Turbina corymbosa is a flowering vine that grows in Central America and is related to the morning glory that climbs up cornstalks and garden fences throughout the United States. The Mayans of the Yucatan peninsula called the flower “xtabentún” — a much more marketable name — and mixed anise with honey made by bees feeding on the horn-shaped flowers to make a rudimentary liqueur that they also called Xtabentún.

But that was not the only way the Mayans got their buzz on.

Once the bees had buzzed off, the natives chewed the Xtabentún seeds, which gave them hallucinogenic visions only recently duplicated by Pixar. So potent were the seeds that the American CIA studied them along with LSD in its famous 1950s mind-bending experiments.

Today you can legally buy Xtabentún the drink (if not the seeds), and the anise/honey combo makes an excellent ingredient in cocktails, as I found out on a recent trip to Grand Velas Riviera Maya resort along the Yuctan coast about 30 minutes west of Cancun.

It is served there at the resort’s Frida restaurant, a highly rated eatery known for chef Daniel Garcia’s elegant fusion Mexican cuisine.
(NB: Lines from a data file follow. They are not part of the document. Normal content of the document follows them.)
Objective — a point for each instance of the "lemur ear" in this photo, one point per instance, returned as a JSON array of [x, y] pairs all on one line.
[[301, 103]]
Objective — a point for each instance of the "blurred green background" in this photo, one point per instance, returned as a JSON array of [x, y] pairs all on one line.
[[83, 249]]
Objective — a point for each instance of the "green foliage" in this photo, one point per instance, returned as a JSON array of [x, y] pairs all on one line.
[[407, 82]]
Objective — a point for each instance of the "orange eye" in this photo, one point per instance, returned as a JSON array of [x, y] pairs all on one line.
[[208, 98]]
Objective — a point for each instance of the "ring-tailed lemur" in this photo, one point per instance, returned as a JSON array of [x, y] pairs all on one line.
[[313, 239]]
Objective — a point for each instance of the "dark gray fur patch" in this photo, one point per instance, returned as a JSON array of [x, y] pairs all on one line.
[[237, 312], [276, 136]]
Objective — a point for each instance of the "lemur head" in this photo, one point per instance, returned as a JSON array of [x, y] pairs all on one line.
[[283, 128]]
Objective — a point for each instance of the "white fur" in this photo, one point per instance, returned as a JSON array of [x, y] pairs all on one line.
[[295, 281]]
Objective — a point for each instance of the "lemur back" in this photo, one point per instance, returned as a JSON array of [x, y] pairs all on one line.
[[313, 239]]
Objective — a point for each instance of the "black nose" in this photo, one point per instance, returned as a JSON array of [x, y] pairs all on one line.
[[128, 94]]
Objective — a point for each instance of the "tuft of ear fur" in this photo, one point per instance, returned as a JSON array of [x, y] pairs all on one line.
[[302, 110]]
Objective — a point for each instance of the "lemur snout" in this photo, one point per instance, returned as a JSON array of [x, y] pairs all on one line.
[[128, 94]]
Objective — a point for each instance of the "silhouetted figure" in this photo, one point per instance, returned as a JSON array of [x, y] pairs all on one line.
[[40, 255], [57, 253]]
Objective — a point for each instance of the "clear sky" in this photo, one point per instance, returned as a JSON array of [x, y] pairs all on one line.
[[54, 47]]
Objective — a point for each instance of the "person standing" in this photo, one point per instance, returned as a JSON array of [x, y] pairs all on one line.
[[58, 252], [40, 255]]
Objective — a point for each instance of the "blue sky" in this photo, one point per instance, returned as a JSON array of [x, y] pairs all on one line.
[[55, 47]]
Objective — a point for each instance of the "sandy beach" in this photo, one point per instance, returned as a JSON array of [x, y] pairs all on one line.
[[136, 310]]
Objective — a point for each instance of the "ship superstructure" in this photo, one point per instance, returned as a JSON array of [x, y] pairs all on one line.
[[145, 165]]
Our server told me about Xtabentún when I explained that if I was going to eat fresh and local, I wanted to drink fresh and local as well.

Shortly two cocktails appeared — a margarita and a martini, each containing a dram or two of the magic elixir. Both tasted fabulous. The liqueur, when sipped by itself, is lightly sweet and lightly flavored with anise and honey, so it makes an ideal mixer. My dining companion was offered — and accepted — Xtabentún over a sweet for dessert.

Xtabentún became my drink of choice for my short R&R (restaurants & relaxation) at Grand Velas. Before leaving, I was able to score the cocktail recipes from the bartender with barely a struggle. (The margarita mixes a half ounce of Xtabentún with an ounce of tequila and three ounces of lime juice, while the martini shakes together a half ounce of the liqueur with an ounce of vodka and two ounces of coconut mix.)

There was Xtabentún at Cancun International, on the duty free shelves. As I was traveling with carry-on luggage only, I had to forgo purchase until my return to the U.S. where I found the liqueur for a reasonable $20 a liter, or $35 if I wanted the decorative ceramic bottle. Xtraordinary!